A wet spring isn’t a new occurrence for Humboldt County farmer Doug Adams. But following a wet harvest adds to the concern of farmers in his area that didn’t get their fall tillage work complete.

The graph compares soil temps in late 2017 through planting in 2018 in three different planting scenarios. Adams reports soil temps in all scenarios warmed to 50 degrees within a day.

Due to the soggy harvest season, Adams, a no- and strip-till farmer, wasn’t able to make his strips for the 2019 corn crop. If he can’t get the strips made this spring, he will resort to plan B. “If it stays wet and gets late in the planting season, I will go ahead and no-till the corn crop this spring,” he said. “The advantage of the strips for the corn is the warmer soil temperature in the seed zone. But if we’re delayed, soil temperature shouldn’t be a concern.”

Adams also uses the strips for fertilizer placement, but this will be broadcast if Mother Nature forces his hand. “My plan is to take a look at those fields by pulling some soil samples to see how broadcasting affected the fertility. I want to make sure I’m replacing what was removed in those fields.”

Adding acres to his farming operation presents new challenges, but reinforces his no- and strip-till system with cover crops is the right thing. When he adds conventionally tilled land that wasn’t tilled in the fall, it moves directly into his farming system. “In my experience, switching to no- and strip-till farming doesn’t result in a drop in yield and you see soil health and water quality benefits pretty quickly,” he said.

Adams measures the placement of the first corn planted in 2019.

In 2019, Adams is adding another piece of land that is directly across the road from one of his farms. The previous farmer completed the fall tillage work so it will be planted to corn this spring. “When I walk into this field I pick up a lot of mud on my boots. But I don’t sink into the no-till soil that is across the road,” he said. “This reinforces to me that going no-till improves water infiltration. The deeper we can get that water to go into the soil profile the better off we are later in the season if it turns hot and dry.  This helps stabilize my yields over the long haul.”
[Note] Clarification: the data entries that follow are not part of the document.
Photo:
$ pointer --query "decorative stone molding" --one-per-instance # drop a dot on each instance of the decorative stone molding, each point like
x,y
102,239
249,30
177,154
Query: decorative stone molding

Adams wants to get as much growth as possible on his cover crops before planting his corn and soybeans. “But since my strips were not made for the corn crop I might be forced to terminate a little earlier because I don’t want the cover crop tying up the nitrogen,” he said. “Soybeans, on the other hand, don’t mind the competition with the rye, and the longer it grows the better the weed control I get throughout the season.”